Lautrec fréquente bientôt les cabarets de Montmartre. La mode est aux chansons réalistes dans lesquelles les innocentes jeunes filles sont guettées par les proxénètes pour la plus grande joie des bourgeois qui viennent s'encanailler dans ce monde de mauvaise vie, parmi les voleurs et les rapins.

Une autre mode pour les filles est aux cheveux teints en rouge, avec des chignons abondants. L'exemple le plus connu sera Casque d'Or, quelques années plus tard. En 1885 Lautrec écrit à sa mère qu'il peint le portrait d'une femme dont les cheveux sont d'un or absolu.

Il fait plusieurs esquisses de son nouveau modèle. Bien que très jeune, elle avait précédemment posé pour Alfred Stevens. Elle s'appelle Carmen. Son visage est très reconnaissable avec son nez retroussé, sa mâchoire carrée et les mèches qui tombent devant les yeux.

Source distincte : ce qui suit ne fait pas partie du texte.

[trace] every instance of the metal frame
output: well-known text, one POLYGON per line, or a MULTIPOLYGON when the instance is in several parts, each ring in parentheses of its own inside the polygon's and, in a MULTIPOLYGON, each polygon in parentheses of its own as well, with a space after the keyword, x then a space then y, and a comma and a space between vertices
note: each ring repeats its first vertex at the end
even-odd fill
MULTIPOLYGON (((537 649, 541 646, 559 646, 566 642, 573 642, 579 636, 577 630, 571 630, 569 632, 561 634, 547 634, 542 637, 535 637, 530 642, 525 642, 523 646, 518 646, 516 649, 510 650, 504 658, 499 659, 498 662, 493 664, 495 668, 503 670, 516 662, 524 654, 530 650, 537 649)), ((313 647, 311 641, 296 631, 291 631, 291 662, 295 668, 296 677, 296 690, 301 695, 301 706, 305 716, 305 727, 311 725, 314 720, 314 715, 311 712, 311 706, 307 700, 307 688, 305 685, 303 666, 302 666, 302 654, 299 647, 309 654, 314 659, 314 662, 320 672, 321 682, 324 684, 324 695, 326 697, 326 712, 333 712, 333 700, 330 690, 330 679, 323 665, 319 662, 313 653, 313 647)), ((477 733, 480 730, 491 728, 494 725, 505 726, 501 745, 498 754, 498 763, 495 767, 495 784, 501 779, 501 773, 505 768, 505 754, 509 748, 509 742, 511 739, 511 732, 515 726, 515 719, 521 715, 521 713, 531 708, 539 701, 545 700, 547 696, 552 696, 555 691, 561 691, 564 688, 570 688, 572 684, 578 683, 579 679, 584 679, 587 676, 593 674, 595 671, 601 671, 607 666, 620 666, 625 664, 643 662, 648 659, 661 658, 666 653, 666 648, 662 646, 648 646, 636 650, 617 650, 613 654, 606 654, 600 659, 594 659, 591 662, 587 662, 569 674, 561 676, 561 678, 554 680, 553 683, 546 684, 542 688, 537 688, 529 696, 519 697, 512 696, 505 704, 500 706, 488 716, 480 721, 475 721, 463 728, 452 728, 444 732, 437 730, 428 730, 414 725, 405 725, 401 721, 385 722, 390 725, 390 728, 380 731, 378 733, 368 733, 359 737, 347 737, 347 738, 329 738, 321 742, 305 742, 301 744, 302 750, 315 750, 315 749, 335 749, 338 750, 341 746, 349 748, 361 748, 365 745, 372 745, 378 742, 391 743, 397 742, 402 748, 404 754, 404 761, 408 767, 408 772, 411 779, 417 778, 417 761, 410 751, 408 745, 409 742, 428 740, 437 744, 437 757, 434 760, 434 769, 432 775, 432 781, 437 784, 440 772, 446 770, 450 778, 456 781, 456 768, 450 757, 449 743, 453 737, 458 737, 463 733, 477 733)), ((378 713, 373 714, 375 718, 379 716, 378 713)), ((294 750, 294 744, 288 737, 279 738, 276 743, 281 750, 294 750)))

Lautrec réutilise ces portraits pour montrer "La Rousse" dans des scènes typiques de la vie des bas-fonds parisiens. La Blanchisseuse, huile sur toile 96 x 75 cm peinte en 1886 ou 1887, a été vendue pour $ 22,4M incluant premium par Christie's le 1er novembre 2005, lot 17. L'image est partagée par Wikimedia.

Le thème n'est pas innocent. Travaillant dans la chaleur, les filles sont vêtues de blouses légères qu'elles savent ôter pour gagner quelques sous. Elles ont une réputation de prostituées. Sous le Second Empire, elles étaient les principales modèles des photographies érotiques interdites par la police des moeurs.